Question

In $△$ABC, $\angle B={90}^{\circ }$.

If $tanA=\frac{1}{\sqrt{3}}$, then

$sinA.cosC+cosA.sinC=$ ___
and, $cosA.cosC-sinA.sinC=$ ___

Answer 1

Given $tanA=\frac{1}{\sqrt{3}}$, and $\angle B={90}^{\circ }$ in $△$ABC.

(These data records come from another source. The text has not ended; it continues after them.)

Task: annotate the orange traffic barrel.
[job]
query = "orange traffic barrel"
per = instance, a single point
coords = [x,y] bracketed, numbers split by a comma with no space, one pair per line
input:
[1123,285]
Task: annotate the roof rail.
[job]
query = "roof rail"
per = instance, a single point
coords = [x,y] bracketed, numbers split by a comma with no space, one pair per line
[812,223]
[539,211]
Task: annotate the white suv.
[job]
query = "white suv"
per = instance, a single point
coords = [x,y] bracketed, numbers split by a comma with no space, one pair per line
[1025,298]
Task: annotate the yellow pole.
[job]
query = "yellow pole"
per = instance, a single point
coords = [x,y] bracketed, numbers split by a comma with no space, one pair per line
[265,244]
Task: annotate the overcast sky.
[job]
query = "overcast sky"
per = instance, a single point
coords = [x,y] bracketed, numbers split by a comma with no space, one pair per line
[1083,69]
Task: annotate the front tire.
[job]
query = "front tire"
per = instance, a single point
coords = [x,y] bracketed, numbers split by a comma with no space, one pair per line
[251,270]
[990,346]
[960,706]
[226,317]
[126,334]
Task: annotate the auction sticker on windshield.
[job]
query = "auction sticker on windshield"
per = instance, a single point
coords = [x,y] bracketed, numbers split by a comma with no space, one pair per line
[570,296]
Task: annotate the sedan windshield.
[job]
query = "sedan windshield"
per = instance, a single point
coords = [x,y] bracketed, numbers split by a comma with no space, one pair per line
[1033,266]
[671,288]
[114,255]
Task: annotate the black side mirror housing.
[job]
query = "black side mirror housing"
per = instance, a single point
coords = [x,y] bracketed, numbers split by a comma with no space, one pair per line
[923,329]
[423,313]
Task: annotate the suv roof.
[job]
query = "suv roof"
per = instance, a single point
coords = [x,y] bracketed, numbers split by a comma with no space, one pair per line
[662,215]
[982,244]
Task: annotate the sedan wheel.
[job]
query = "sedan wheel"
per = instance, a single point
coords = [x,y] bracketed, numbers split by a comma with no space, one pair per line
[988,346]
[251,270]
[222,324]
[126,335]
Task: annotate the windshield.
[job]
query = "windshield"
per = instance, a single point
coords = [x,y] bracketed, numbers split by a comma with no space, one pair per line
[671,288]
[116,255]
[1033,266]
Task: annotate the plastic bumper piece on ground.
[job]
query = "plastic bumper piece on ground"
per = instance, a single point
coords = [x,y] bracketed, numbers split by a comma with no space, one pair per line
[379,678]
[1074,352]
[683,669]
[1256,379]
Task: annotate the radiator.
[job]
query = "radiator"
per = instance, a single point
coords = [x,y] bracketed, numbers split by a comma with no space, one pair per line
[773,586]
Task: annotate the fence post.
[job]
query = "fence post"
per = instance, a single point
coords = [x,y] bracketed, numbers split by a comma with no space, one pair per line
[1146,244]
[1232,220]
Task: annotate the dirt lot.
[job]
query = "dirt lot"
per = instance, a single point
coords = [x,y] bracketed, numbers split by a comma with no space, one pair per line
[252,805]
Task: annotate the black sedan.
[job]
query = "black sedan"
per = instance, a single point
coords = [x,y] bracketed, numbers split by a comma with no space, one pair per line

We know that $tan{30}^{\circ }=\frac{1}{\sqrt{3}}$

$\therefore \angle A={30}^{\circ }$

Now, $\angle A+\angle B+\angle C={180}^{\circ }$

$\Rightarrow \angle C={180}^{\circ }-\angle B-\angle A={180}^{\circ }-{30}^{\circ }-{90}^{\circ }={60}^{\circ }$

Now, $sinA=sin{30}^{\circ }=\frac{1}{2}$

$cosA=cos{30}^{\circ }=\frac{\sqrt{3}}{2}$

$sinC=sin{60}^{\circ }=\frac{\sqrt{3}}{2}$

$cosC=cos{60}^{\circ }=\frac{1}{2}$

The first expression is sin A cos C + cos A sin C

$=\frac{1}{2}\times \frac{1}{2}+\frac{\sqrt{3}}{2}\times \frac{\sqrt{3}}{2}$

$=\frac{1}{4}+\frac{3}{4}=\frac{4}{4}=1$

The second expression is cos A cos C - sin A sin C

$=\frac{\sqrt{3}}{2}\times \frac{1}{2}-\frac{\sqrt{3}}{2}\times \frac{1}{2}$

$=\frac{\sqrt{3}}{4}-\frac{\sqrt{3}}{4}=0$